Do you have the task log for the SRV Reload Networking tasks on hosts where you know the issue appeared after reloading?
I don't have the full log, but I did note that only output that seemed important was that all or most hosts where reporting the following. The problem seemed to happen as each host refreshed.
Code:
vrf_BSDnet : warning: vrf_BSDnet: post-up cmd 'ip route del vrf vrf_BSDnet unreachable default metric 4278198272' failed: returned 2 (RTNETLINK answers: No such process
From the VM, I pinged the default gateway. Communications resumed until 10 seconds after stopping the ping. During this test, there is no /32 route in the kernel or bgp routing tables. All of our other VMs have /32 routes in both places.

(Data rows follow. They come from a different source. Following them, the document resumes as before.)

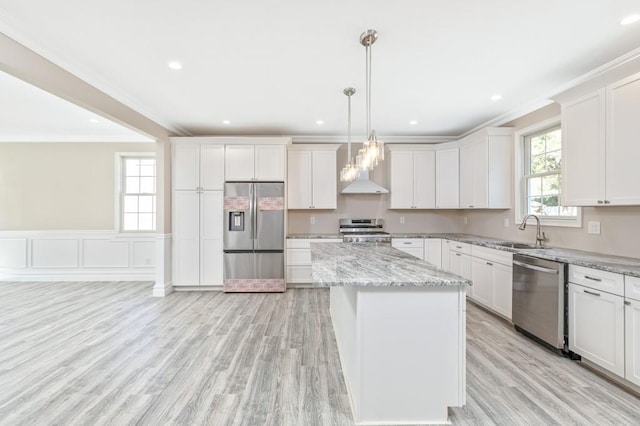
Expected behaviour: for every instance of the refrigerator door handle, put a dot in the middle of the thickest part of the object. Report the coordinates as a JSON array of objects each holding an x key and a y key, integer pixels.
[
  {"x": 252, "y": 234},
  {"x": 254, "y": 211}
]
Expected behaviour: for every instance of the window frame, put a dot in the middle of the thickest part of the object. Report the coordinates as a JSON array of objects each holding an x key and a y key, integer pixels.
[
  {"x": 120, "y": 157},
  {"x": 521, "y": 156}
]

No /32 routes also during the ping? The issue usually is that silent VMs do not get entries in ip neigh or they expire after awhile. Do the other hosts continously send traffic and therefore not run into this issue perhaps? It might be that after applying the configuration, FRR loses the routes momentarily after applying the configuration and FRR gets restarted. If the VMs do not send traffic after, it is possible that the EVPN routes never get created.
When I was preparing this reply I discovered I'd made an error with this prior test. I'd pinged the subnet IP rather than the gateway. Pinging the default gateway from the broken guest does not impact the problem. I did find that pinging any unused IP on the subnet does allow communications until about 10 seconds after the pings stop.
I've done a bunch of digging through a couple lines of thought, gathered a lot of information, and came to some conclusions/assumptions. I'm not sure of the best way to present it all, so I'll start with the conclusions/assumptions, go on to what I did and found, then end with a potentially relevent configuration information. I hope it isn't too confusing or information overload.
Conclusion/Assumption: Whatever process is responsible for synchronizing the kernel arp table into the evpn, upon sdn refresh, starts ignoring VMs that existed at the time of the refresh. The problem is not always triggered when refreshing the SDN configuration. VMs created or migrated to the host after the refresh are not affected.
Reason: The output from "ip neighbor" shows the VM's IP address. The output from "show bgp l2vpn evpn" does not have a matching entry. I duplicated the affected VM and started it up on the same host. It works properly.
Troubleshooting track #1:
I previously mentioned that the VM with communications issues was receiving, and replying to arp requests from the gateway at a rate of 1/s or faster. I was able to determine the reason for this.
We have "advertise subnets" enabled in our configuration. This was done to ease troubleshooting, so pings and traceroutes for unused IPs in allocated ranges reach the PVE environment. It also allows the normal arp process to find quiet VMs.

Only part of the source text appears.